When the war ended, John learned to fix abandoned motorcycles and added them to the acts. He traveled around Europe, entertaining and making friends. Among those friends were American soldiers who helped his family escape from East Berlin shortly after the war, John says.
He met his wife, Dorit, when he looked down from a high wire and saw her in the audience in Dusseldorf, Germany.
In 1964, John and his family immigrated to America. They moved to Roanoke County in 1976 because it reminded Dorit of the German mountains and was within driving distance of the places where they performed -- New York, Chicago and Florida. The family also worked at the old Lakeside Amusement Park in Salem.
From 45 feet, the 50 spectators are tiny, blending in with the rides and tents at the fair.
Henry feels Michele's weight under him on the trapezeswing as he rides the Harley-Davison backward down from the tower.
He steadies the bike by spreading his arms while Michele leans back into the air and lowers herself until she's hanging by her ankles. The audience applauds.
While working on props for this act 11 years ago at the Ohio State Fairgrounds, Henry fell 45 feet to the ground and broke the bones in his feet. He had to relearn how to handle the motorcycle and keep his balance. His father crushed the bones in his feet the same way, years earlier in France, when a high wire broke.
The Lemoines don't express a lot of emotion during or after the shows. Michele says she sometimes performs the dangerous acts almost automatically because it's a job.
The audience watches them, faces upturned from the bleachers. Kids stare wide-eyed. Teenagers try to figure out tricks behind the act. Parents caution, Don't try this at home.
"That's not something you see every day," says Dave Sattazahn. He's being sarcastic. Because he's running the pony rides, he sees it three times a day.
Betty Sauder, 56, a spectator from Ephratas, Pa., simply says, "I'm too old to learn that.˛
Most of the fairgoers live near Lebanon.
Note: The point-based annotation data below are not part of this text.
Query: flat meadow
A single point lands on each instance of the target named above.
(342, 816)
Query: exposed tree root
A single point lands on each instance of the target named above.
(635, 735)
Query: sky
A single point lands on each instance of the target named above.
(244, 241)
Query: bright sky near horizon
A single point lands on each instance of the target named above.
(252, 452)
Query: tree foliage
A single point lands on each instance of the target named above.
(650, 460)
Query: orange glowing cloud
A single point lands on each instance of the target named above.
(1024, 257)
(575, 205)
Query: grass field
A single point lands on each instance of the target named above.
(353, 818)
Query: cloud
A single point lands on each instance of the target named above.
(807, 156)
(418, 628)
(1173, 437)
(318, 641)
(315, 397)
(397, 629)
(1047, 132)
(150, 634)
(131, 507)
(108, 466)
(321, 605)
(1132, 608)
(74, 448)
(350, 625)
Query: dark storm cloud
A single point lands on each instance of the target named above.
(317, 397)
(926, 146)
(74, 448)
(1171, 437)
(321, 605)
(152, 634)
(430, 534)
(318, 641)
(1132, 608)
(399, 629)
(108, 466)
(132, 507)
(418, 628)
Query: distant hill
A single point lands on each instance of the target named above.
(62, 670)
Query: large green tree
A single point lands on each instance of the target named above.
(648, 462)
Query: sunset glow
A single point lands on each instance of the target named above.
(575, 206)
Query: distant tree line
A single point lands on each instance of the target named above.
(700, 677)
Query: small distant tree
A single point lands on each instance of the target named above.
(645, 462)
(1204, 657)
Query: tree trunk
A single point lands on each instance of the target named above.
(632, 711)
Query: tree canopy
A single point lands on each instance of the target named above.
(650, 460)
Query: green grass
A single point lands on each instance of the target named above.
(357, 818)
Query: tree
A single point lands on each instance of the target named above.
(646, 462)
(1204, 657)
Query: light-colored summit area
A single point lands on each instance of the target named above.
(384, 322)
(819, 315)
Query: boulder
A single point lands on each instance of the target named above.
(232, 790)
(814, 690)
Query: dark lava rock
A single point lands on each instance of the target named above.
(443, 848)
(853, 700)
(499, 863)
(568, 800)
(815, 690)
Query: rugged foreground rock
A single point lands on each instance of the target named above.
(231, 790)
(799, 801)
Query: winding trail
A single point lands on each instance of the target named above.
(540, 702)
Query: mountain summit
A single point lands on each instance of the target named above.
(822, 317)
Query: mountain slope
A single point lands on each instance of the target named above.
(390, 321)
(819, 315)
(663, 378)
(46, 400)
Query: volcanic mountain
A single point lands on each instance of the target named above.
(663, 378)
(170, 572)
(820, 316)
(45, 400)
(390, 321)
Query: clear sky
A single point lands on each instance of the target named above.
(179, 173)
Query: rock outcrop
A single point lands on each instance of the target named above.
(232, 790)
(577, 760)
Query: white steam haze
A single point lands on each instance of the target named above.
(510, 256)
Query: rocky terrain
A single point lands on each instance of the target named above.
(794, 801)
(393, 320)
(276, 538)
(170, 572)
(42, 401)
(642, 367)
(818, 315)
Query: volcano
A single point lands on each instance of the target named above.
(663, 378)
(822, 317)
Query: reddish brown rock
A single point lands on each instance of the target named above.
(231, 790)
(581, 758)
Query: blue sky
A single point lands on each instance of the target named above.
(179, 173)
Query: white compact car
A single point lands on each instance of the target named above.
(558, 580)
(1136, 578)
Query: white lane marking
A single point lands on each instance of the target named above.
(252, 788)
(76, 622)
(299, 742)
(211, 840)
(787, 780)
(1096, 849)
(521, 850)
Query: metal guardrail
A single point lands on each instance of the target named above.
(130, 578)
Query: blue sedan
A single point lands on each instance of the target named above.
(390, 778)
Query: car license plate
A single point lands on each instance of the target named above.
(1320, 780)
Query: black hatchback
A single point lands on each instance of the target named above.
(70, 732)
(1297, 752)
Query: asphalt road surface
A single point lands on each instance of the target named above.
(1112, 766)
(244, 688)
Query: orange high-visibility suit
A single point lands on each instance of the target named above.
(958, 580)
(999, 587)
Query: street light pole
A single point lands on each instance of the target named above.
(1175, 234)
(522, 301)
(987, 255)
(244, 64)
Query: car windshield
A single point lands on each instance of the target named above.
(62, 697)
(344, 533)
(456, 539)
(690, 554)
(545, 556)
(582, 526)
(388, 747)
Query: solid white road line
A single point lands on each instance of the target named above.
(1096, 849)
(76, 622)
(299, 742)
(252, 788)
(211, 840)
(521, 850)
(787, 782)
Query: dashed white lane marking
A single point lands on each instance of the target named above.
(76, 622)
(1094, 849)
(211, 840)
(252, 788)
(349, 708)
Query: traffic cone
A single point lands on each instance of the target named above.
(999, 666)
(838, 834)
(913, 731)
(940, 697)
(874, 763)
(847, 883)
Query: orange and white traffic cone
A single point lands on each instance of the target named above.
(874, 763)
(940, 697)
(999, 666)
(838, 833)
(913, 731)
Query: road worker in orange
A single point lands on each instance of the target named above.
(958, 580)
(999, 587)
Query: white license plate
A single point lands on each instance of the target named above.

Some of them come every year to the fair and remember the Lemoines from previous appearances.
An off-key rendition of the "Star Spangled Banner" overshadows the Lemoines' music. It introduces the other fair entertainment -- the rodeo, the tractor pull. The Lemoines ignore it and continue with their show.
Henry and Michele ride backward down the cable, then back to the top of the tower. Michele shifts her weight to one side of the trapeze, causing the motorcycle to tilt. It drops under the cable, placing Henry upside down and swinging Michele above him on the trapeze. They revolve like that four times. Oohs and aahs come from the audience.
They steady themselves. Henry does a headstand on the bike and it zooms down the cable.
The audience claps, hesitantly, as though not quite sure whether the show is over.
One sunny Saturday before the Lebanon engagement, Michele mounts the Giant Space Wheel of Thrills in the family's back yard after five years without performing. The wheel swings above the house, then to the ground. Cina, Henry and John yell commands at her in German and English.
When Michele descends, John hugs her.
"I've never worked the wheel, but I can feel like my daughter and my daughter-in-law up there," he says. "If they're up there, it's like I'm up there. If there's a mistake, I feel it here."
He pats his chest.
"I'm like the old hen," he says. "I like to be there."